Hacker News new | ask | show | jobs
by quotemstr 2611 days ago
Sure, but you still end up with double-caching and frequent entry in the kernel. madvise will never give you as much control and flexibility as just getting the system out of the way and doing the work yourself. (DB systems can also use fun tricks like compressing their cached pages.)
1 comments

Why would mmap lead to double caching? I can't follow.
It's not that mmap per se leads to double caching, but that combining the page cache with application-level caching leads to double caching. Say you're reading hugecactus.png into your image processing program. Whether you use mmap(2) or ordinary read(2), the first step in reading hugecactus.png is the kernel DMAing the bytes into the page cache. In the mmap case, the kernel maps the page cache into your application's address space. In the read case, the kernel copies from the page cache to the application read buffer. Now suppose your application PNG-decodes hugecactus.png into RGB raster data. Now, whether you used mmap or read, the kernel has both the decoded RGB data blob and the original PNG data in memory. That's usually wasteful.

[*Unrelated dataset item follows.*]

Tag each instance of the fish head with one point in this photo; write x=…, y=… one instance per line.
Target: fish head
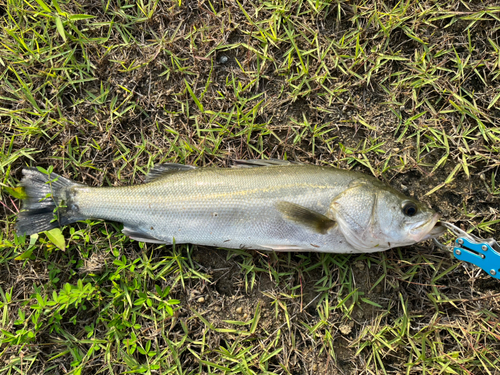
x=374, y=217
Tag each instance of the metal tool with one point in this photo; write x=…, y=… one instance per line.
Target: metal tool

(Yes, you can reduce the severity of this problem with MADV_DONTNEED and friends.)

Well, the kernel side cache is not much of a problem. The kernel is free to evict those pages at any time to respond to memory pressure etc. Linux treats its file system cache almost like unused memory in that it is normally the biggest pool from wich memory allocations for processes are drawn. Essentially, keeping the pages around in the cache is an optimization, because explicitly overwriting them too aggressively is just unnecessary work.